Un dropper che ti aggredisce di proposito
Sensory Overload appartiene al genere dropper, ispirato alle storiche mappe “Dropper” di Minecraft: il giocatore precipita lungo percorsi tortuosi schivando ostacoli mentre le pareti respirano, i colori cambiano continuamente e il mondo si torce per disorientare la vista. Il trailer di lancio apre con una dichiarazione d’intenti diretta da parte dello sviluppatore: l’obiettivo dichiarato è vedere quanto disorientamento i giocatori riescono a sopportare prima di sentirsi male.

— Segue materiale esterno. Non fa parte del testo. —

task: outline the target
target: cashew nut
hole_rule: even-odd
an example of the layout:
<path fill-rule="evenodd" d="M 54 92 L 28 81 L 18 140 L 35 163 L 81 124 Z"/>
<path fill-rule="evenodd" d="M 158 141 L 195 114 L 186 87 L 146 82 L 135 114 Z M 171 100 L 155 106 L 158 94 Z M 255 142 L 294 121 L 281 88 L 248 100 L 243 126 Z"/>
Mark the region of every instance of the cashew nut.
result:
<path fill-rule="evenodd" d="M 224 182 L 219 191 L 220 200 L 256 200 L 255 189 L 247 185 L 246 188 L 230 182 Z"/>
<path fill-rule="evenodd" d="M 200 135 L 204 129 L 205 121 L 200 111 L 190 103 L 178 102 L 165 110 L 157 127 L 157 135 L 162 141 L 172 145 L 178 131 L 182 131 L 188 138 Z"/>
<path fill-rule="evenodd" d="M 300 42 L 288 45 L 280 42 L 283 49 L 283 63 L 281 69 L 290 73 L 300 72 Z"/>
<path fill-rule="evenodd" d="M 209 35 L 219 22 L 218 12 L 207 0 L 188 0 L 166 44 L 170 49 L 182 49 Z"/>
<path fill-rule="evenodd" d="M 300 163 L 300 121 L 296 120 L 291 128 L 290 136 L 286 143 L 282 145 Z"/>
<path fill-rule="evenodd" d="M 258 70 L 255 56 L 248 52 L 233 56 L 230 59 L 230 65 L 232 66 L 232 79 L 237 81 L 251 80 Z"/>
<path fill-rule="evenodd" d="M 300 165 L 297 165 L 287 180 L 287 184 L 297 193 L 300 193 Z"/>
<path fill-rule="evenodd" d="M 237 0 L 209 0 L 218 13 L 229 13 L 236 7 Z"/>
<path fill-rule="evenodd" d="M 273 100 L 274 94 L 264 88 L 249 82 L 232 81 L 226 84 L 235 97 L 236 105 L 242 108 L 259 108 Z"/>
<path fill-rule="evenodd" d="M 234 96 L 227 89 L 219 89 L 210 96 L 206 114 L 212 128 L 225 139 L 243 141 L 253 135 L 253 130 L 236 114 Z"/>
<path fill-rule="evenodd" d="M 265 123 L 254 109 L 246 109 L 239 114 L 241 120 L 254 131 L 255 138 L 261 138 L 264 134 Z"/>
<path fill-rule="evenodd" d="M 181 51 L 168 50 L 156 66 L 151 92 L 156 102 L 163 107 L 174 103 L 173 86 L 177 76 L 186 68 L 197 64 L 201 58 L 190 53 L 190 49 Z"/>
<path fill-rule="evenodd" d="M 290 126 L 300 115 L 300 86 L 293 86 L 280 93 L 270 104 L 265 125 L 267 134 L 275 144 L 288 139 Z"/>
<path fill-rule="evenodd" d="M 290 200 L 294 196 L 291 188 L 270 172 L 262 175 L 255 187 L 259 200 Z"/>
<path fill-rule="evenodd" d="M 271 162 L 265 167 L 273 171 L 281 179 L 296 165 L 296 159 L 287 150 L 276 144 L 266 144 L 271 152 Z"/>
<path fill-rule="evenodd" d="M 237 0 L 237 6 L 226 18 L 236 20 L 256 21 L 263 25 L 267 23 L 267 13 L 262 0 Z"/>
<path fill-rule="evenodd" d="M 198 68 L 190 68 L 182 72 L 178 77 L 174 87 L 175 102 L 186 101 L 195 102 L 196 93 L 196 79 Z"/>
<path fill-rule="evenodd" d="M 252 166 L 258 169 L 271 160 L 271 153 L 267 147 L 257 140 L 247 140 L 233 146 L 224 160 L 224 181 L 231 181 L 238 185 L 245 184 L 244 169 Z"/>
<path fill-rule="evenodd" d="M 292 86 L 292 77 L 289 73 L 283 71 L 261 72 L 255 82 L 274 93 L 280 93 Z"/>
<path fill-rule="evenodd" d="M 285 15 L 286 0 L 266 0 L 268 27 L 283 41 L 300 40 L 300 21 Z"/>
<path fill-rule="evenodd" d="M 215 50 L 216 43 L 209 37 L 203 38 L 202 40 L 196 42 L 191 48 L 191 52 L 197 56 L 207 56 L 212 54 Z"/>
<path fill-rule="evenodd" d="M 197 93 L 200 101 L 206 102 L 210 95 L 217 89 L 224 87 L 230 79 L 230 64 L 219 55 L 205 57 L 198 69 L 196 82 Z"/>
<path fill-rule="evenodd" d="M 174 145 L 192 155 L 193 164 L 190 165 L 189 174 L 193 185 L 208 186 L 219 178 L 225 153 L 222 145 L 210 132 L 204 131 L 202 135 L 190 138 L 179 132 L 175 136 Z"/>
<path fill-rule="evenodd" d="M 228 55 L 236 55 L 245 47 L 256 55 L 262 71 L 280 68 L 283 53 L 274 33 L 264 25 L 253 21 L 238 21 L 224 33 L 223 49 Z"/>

I livelli hanno nomi clinici: Vertigo, Nausea, Peristalsi, Apocalisse. La modalità classificata spinge sull’acceleratore della velocità man mano che si sale, e la scheda Steam conferma un editor di livelli che permette di costruire e condividere le proprie combinazioni di ostacoli ed effetti.
Dalla viralità alle recensioni vere
La demo, uscita durante lo Steam Next Fest di giugno, aveva già raccolto centinaia di recensioni Molto Positive prima del lancio della versione completa. Al 23 agosto il gioco vero e proprio conta 84 recensioni su Steam, il 95% positive. Il prezzo è di 9,99 dollari, scontato del 20% a 7,99 fino al 3 settembre, con una colonna sonora venduta separatamente a parte.
Il salto da fenomeno social a gioco vero e proprio è il banco di prova più difficile per questo genere di progetti: i 70 milioni di visualizzazioni hanno costruito l’attesa, ma sono le 84 recensioni a dire se il gioco la mantiene.